Minnesota’s Ellison re-launches attack on religious freedom – By WND Staff (WND) / Oct 6 2019
State accused of ‘using its power to banish people of faith from the public square’
Minnesota’s attorney general, the former congressman Keith Ellison, is re-launching a case against the owners of a video company whose religious right to refuse to made videos for a same-sex wedding already has been upheld by the 8th Circuit Court of Appeals.
The fight is over the state’s so-called nondiscrimination plan, which the appeals court found violates the First Amendment.
The ruling reinstated the lawsuit by Carl and Angel Larsen of Telescope Media Group.
The Larsens preemptively sued the state over the “non-discrimination” requirement because their Christian beliefs conflict with same-sex marriage.
The 8th Circuit said: “Carl and Angel Larsen wish to make wedding videos. Can Minnesota require them to produce videos of same-sex weddings, even if the message would conflict with their own beliefs? The district court concluded that it could and dismissed the Larsens’ constitutional challenge to Minnesota’s antidiscrimination law. Because the First Amendment allows the Larsens to choose when to speak and what to say, we reverse the dismissal of two of their claims and remand with instructions to consider whether they are entitled to a preliminary injunction.”
Ellison released a statement charging the Larsens wants “to discriminate against same-sex couples.” He declared he would “keep honoring the First Amendment, which allows everyone to believe what they want no matter how much we may disagree with them.”
The Larsens cited the Constitution’s protections of speech, exercise of religion, equal protection and due process in their case challenging the validity of the state’s demand that they promote same-sex weddings.
Jeremy Tedesco is counsel for the Alliance Defending Freedom, which is representing the couple.
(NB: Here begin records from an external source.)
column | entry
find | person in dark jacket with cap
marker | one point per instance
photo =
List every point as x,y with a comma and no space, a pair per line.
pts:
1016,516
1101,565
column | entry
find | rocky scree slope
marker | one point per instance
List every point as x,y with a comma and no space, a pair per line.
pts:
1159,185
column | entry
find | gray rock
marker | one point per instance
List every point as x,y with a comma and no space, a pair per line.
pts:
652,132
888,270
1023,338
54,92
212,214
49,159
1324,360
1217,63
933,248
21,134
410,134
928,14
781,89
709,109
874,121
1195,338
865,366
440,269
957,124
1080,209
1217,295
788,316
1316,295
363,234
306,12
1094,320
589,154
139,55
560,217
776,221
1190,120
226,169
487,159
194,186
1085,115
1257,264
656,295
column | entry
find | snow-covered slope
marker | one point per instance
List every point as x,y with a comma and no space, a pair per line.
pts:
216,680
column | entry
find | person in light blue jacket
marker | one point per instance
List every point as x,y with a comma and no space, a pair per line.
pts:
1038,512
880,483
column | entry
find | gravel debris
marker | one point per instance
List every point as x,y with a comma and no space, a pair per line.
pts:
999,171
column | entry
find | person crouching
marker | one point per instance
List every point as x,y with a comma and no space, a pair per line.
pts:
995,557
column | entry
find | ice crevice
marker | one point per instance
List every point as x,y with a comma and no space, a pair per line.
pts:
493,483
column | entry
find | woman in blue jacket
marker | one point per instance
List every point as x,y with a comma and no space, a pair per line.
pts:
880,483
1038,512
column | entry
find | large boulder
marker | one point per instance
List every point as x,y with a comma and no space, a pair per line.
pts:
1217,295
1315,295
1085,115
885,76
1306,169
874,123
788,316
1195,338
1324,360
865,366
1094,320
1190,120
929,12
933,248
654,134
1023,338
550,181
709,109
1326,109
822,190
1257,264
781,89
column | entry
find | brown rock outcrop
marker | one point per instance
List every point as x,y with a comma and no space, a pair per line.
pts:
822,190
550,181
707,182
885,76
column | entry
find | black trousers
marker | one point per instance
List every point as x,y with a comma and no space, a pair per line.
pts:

“Carl and Angel won a great free speech victory at the 8th Circuit, which rightly affirmed that the government has no power to force people to express messages that violate their deepest convictions,” he said.
“This principle protects everyone. It means the state can’t threaten the Larsens with jail time for declining to create a film promoting a view of marriage that violates their religious beliefs. It also prevents the government from forcing an atheist musician to perform at an evangelical church service or a Democratic speech writer to write speeches for a Republican.
“After the Larsens won at the 8th Circuit, the Minnesota attorney general agreed to an order from the court preventing it from enforcing the law against the Larsens while the case proceeds. Carl and Angel are pleased that they will soon be able to enter the marriage industry and produce films that are consistent with their beliefs. We look forward to securing a final victory that prevents the state from using its power to banish people of faith from the public square.”
Minnesota’s action against the couple is what many Christians predicted would happen when the Supreme Court created same-sex marriage in a decision that the chief justice described as unrelated to the Constitution.
Similar cases have emerged over wedding cakes, photography, flowers and venues.
The Supreme Court ruled in the case of Colorado baker Jack Phillips that the state showed hostility toward his religion in its prosecution of his refusal to make a wedding cape for a same-sex couple.
The appeals court noted the law’s inherent flaws.
“Indeed, if Minnesota were correct, there is no reason it would have to stop with the Larsens. In theory, it could use the MHRA to require a Muslim tattoo artist to inscribe ‘My religion is the only true religion’ on the body of a Christian if he or she would do the same for a fellow Muslim, or it could demand that an atheist musician perform at an evangelical church service. In fact, if Minnesota were to do what other jurisdictions have done and declare political affiliation or ideology to be a protected characteristic, then it could force a Democratic speechwriter to provide the same services to a Republican, or it could require a professional entertainer to perform at rallies for both the Republican and Democratic candidates for the same office.”
A district judge, John Mannheim, dismissed the Larsens’ claim charging their faith standards were like a “White Applicants Only” sign.
ADF Senior counsel Jonathan Scruggs said the comparison is “entirely false.”
“The Larsens do not discriminate based on of any status,” Scruggs explained. “They are willing to serve all people, including people of all different sexual orientations. They just can’t promote messages they disagree with and events they disagree with. That’s a common-sense distinction.”
He said the judge’s disturbing language did not stop there.
“The court acknowledged that this law was raising First Amendment concerns yet said that was only an ‘incidental burden’ on the Larsens’ First Amendment rights, when they are compelled to create and promote videos of a same-sex wedding ceremony,” Scruggs said.